Deploy multiple ML solutions to a single bucket instead of dedicated buckets per solution:

  • Fewer buckets = simpler management

  • Shared lifecycle policies across solutions

  • Lower per-solution overhead

3. Clean Up Experiment Data

Regularly remove old experiment data, failed training runs, and temporary artifacts:

  • Use gitkeep-none to remove .gitkeep markers from inactive solutions

  • Use purge-bucket to clean up across all solutions

4. Enable Versioning Selectively

s3:
  versioning: false  # Disable for dev/test to avoid storing old versions
  versioning: true   # Enable for production (compliance, rollback)

Versioning doubles storage for frequently updated objects. Use only where needed.

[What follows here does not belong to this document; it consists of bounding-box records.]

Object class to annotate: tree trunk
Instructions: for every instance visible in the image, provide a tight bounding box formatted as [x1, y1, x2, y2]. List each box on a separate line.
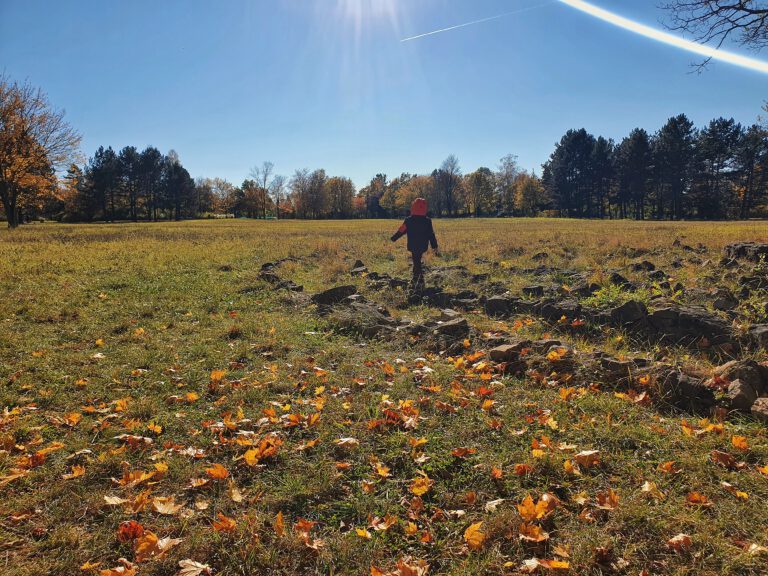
[2, 192, 19, 228]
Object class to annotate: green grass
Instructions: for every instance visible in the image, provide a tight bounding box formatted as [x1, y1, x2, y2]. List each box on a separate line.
[0, 220, 768, 576]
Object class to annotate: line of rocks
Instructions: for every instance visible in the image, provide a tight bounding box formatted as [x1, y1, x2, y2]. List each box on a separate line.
[256, 261, 768, 422]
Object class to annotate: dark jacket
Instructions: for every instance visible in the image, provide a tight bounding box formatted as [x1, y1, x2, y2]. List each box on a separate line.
[390, 216, 437, 254]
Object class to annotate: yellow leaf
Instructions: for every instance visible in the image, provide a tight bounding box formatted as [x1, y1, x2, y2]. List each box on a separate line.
[275, 512, 285, 538]
[464, 522, 486, 550]
[205, 463, 229, 480]
[731, 436, 749, 451]
[61, 465, 85, 480]
[411, 474, 435, 496]
[213, 512, 237, 532]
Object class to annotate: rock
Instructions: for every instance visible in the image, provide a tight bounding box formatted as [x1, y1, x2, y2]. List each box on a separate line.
[648, 306, 733, 346]
[515, 300, 541, 314]
[600, 357, 635, 378]
[405, 323, 430, 336]
[712, 288, 739, 312]
[275, 280, 304, 292]
[531, 338, 563, 354]
[712, 360, 768, 396]
[571, 282, 600, 298]
[728, 380, 757, 412]
[440, 308, 461, 322]
[750, 398, 768, 423]
[608, 272, 635, 290]
[434, 318, 469, 340]
[739, 276, 768, 290]
[488, 344, 520, 362]
[328, 298, 398, 338]
[657, 370, 715, 413]
[610, 300, 648, 325]
[523, 285, 544, 298]
[632, 260, 656, 272]
[259, 271, 283, 284]
[539, 300, 581, 320]
[485, 296, 512, 317]
[723, 242, 768, 262]
[312, 284, 357, 306]
[749, 324, 768, 350]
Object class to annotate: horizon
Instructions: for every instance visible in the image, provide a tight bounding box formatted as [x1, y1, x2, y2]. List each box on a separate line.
[0, 0, 765, 189]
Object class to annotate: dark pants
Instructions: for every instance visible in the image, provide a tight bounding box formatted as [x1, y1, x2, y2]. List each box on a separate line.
[411, 252, 424, 288]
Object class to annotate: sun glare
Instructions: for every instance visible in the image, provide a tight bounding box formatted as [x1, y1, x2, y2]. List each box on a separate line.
[336, 0, 399, 37]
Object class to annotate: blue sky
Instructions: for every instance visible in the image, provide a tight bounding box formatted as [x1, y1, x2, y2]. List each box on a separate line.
[0, 0, 768, 186]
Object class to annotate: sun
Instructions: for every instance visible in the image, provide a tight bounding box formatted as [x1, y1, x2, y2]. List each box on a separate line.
[336, 0, 401, 36]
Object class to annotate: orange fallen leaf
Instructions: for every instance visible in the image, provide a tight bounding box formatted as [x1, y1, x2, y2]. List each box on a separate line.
[205, 463, 229, 480]
[519, 522, 549, 543]
[667, 533, 693, 552]
[213, 512, 237, 532]
[685, 492, 712, 508]
[731, 436, 749, 451]
[135, 531, 181, 562]
[410, 472, 435, 496]
[464, 522, 486, 550]
[274, 512, 285, 538]
[176, 559, 213, 576]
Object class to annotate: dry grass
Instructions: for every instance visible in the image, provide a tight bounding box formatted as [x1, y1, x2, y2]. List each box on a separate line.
[0, 220, 768, 576]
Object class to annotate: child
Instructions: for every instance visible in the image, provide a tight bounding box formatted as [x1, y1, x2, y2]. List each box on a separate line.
[390, 198, 439, 290]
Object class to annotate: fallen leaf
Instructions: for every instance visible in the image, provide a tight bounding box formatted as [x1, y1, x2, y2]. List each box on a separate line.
[464, 521, 486, 550]
[176, 559, 213, 576]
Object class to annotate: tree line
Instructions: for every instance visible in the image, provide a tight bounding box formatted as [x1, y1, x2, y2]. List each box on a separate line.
[0, 77, 768, 227]
[542, 114, 768, 220]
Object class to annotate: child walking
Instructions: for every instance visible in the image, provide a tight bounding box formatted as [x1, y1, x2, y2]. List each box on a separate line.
[390, 198, 439, 291]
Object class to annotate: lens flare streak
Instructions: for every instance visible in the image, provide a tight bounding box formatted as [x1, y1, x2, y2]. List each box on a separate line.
[400, 0, 554, 42]
[558, 0, 768, 73]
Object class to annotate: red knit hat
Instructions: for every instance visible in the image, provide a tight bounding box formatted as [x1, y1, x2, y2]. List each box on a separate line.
[411, 198, 427, 216]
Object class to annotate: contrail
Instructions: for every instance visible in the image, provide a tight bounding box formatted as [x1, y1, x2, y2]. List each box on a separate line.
[400, 0, 555, 42]
[559, 0, 768, 73]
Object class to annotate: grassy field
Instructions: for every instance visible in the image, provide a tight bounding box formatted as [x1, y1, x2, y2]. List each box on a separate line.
[0, 220, 768, 576]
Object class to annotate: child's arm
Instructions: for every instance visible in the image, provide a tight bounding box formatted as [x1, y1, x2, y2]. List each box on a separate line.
[390, 222, 408, 242]
[429, 220, 438, 252]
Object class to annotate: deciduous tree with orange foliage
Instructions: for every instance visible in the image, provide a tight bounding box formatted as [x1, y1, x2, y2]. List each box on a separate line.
[0, 76, 80, 228]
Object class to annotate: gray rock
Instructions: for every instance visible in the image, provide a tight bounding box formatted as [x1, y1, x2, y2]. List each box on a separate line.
[632, 260, 656, 272]
[440, 308, 461, 322]
[728, 380, 757, 412]
[739, 276, 768, 290]
[600, 357, 635, 378]
[750, 398, 768, 423]
[434, 318, 469, 340]
[712, 288, 739, 312]
[712, 360, 768, 396]
[749, 324, 768, 350]
[539, 300, 581, 320]
[610, 300, 648, 324]
[485, 296, 512, 316]
[657, 370, 715, 413]
[648, 306, 733, 346]
[312, 285, 357, 306]
[608, 272, 635, 290]
[488, 340, 531, 362]
[723, 242, 768, 262]
[523, 285, 544, 298]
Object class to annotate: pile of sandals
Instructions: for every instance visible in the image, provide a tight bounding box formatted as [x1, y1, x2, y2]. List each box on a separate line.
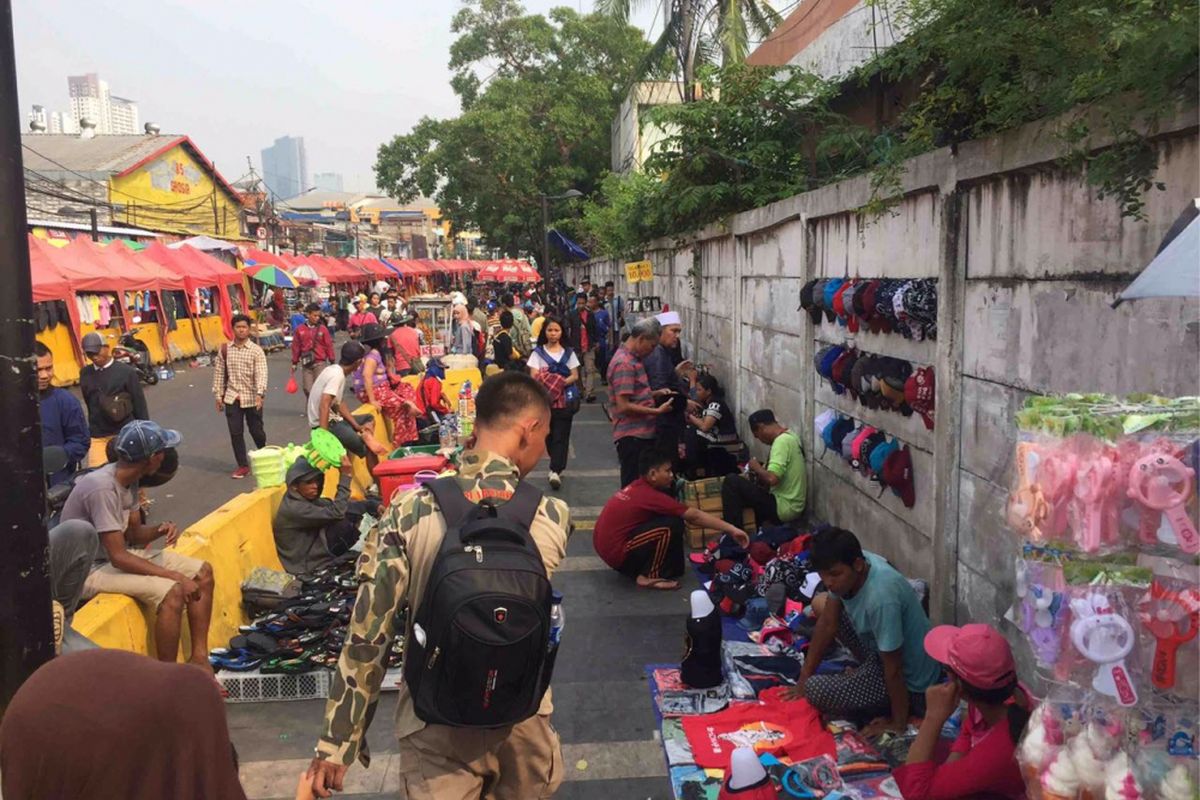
[209, 560, 403, 675]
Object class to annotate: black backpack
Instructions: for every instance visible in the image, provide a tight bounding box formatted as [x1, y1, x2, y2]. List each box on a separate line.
[404, 477, 557, 728]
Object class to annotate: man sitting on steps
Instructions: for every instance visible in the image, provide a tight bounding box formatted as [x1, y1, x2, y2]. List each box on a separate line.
[721, 408, 808, 525]
[593, 450, 750, 590]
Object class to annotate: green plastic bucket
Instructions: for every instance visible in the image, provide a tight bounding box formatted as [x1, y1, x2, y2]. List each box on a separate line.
[248, 445, 287, 489]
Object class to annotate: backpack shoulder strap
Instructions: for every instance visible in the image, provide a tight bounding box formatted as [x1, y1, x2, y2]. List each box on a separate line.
[426, 477, 475, 534]
[496, 481, 542, 529]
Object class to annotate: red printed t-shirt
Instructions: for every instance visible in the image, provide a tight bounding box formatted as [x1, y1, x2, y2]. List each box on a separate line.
[893, 714, 1026, 800]
[683, 686, 840, 767]
[592, 477, 688, 570]
[608, 347, 658, 441]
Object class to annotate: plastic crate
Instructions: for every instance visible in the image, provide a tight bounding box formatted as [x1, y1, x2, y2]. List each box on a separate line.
[217, 669, 332, 703]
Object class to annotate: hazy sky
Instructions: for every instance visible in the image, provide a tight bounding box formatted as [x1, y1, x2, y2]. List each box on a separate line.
[13, 0, 653, 191]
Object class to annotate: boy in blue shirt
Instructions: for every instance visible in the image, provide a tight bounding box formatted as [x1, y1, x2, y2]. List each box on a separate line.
[791, 528, 942, 736]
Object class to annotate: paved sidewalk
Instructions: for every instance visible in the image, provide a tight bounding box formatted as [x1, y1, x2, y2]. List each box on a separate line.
[227, 391, 691, 800]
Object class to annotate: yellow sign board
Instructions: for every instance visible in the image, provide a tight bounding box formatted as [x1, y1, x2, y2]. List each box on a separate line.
[625, 261, 654, 283]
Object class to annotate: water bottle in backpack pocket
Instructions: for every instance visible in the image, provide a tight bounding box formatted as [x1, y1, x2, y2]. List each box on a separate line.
[404, 477, 558, 728]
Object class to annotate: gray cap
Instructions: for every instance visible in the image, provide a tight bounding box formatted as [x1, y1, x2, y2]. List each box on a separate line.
[79, 332, 108, 355]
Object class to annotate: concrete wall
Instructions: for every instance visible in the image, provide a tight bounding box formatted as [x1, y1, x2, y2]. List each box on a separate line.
[572, 109, 1200, 642]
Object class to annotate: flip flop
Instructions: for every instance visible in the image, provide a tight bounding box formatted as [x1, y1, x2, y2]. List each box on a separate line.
[637, 578, 679, 591]
[209, 648, 263, 672]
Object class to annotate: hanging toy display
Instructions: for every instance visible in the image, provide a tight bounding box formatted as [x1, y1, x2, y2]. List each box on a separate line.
[1004, 395, 1200, 800]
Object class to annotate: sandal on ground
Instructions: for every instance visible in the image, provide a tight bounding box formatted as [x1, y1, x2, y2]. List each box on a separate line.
[636, 578, 679, 591]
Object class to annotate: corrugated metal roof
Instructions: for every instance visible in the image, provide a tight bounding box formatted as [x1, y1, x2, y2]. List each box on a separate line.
[20, 133, 186, 174]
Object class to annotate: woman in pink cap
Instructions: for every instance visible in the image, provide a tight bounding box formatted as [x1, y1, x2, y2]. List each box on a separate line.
[894, 625, 1033, 800]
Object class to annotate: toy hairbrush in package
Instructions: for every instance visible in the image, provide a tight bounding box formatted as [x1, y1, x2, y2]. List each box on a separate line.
[1067, 585, 1141, 706]
[1012, 553, 1067, 670]
[1138, 576, 1200, 697]
[1007, 433, 1200, 555]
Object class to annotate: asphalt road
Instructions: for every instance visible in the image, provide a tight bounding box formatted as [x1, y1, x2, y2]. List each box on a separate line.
[82, 350, 319, 528]
[79, 351, 694, 800]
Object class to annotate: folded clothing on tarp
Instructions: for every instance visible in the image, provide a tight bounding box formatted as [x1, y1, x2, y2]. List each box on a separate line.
[649, 667, 732, 717]
[682, 687, 838, 769]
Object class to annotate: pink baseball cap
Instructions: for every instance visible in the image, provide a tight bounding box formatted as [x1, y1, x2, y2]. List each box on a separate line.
[925, 622, 1016, 690]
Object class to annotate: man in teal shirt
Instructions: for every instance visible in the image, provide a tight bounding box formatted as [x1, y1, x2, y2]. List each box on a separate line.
[721, 408, 808, 528]
[791, 528, 942, 735]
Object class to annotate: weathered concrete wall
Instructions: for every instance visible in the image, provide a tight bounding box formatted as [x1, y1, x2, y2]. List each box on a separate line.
[576, 109, 1200, 638]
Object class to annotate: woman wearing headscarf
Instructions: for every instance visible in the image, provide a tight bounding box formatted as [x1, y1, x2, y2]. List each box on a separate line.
[354, 323, 421, 447]
[0, 650, 246, 800]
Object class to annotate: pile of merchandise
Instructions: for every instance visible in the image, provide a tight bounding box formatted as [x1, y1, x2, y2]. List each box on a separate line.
[647, 527, 926, 800]
[1008, 395, 1200, 800]
[209, 554, 403, 675]
[800, 278, 937, 341]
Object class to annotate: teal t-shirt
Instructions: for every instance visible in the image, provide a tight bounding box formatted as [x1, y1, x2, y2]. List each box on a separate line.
[767, 431, 808, 522]
[842, 553, 942, 692]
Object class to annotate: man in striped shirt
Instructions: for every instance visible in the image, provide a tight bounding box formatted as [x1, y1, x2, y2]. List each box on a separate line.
[212, 314, 266, 480]
[608, 317, 671, 488]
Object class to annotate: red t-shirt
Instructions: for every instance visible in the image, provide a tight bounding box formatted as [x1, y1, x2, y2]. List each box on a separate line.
[592, 477, 688, 570]
[893, 714, 1026, 800]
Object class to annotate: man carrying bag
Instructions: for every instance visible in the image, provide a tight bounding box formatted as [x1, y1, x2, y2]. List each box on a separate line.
[307, 372, 570, 800]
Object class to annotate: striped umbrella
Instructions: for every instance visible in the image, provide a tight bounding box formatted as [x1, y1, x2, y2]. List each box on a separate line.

5. Use Development Profile for Non-Production

# Dev environment
s3:
  lifecycle_policy: development  # Auto-delete after 90 days

# Production environment
s3:
  lifecycle_policy: ml-optimized  # Transition to cheaper tiers

6. Monitor with S3 Analytics

Enable S3 Storage Class Analysis to identify objects that could be transitioned to cheaper storage classes. AWS recommends 30 days of monitoring before making transitions.

7. Use VPC Endpoints

If your S3 bucket is accessed from EC2 instances in a VPC, use a VPC endpoint to avoid data transfer charges through NAT Gateway:

  • S3 Gateway Endpoint: Free

  • Saves $0.045/GB on data transfer

Monitoring and Analysis

AWS Cost Explorer

# View S3 costs by bucket
aws ce get-cost-and-usage \
  --time-period Start=2026-03-01,End=2026-04-01 \
  --granularity MONTHLY \
  --metrics BlendedCost \
  --filter '{"Dimensions":{"Key":"SERVICE","Values":["Amazon Simple Storage Service"]}}'

S3 Storage Lens

Enable S3 Storage Lens for organization-wide visibility into storage usage, activity, and cost optimization opportunities.

CloudWatch Metrics

Monitor BucketSizeBytes and NumberOfObjects metrics to track storage growth over time.

Cost Estimation by Deployment Pattern

Pattern A: Shared Bucket (1 bucket, 3 solutions)

Item

Monthly Cost

Storage (1 TB Standard)

$23.00

Requests (100K PUT, 1M GET)

$0.90

Data Transfer (50 GB out)

$4.50

Total

~$28.40

Pattern B: Dedicated Buckets (3 buckets, 1 solution each)

Item

Monthly Cost

Storage (1 TB Standard × 3)

$69.00

Requests (100K PUT, 1M GET × 3)

$2.70

Data Transfer (50 GB out × 3)

$13.50

Total

~$85.20

Pattern A saves ~67% compared to Pattern B for the same total data volume.

Prices are estimates based on US East (N. Virginia). Actual costs vary by region and usage patterns. Use --action cost-estimate for region-specific pricing based on your configuration, or the AWS Pricing Calculator for detailed estimates.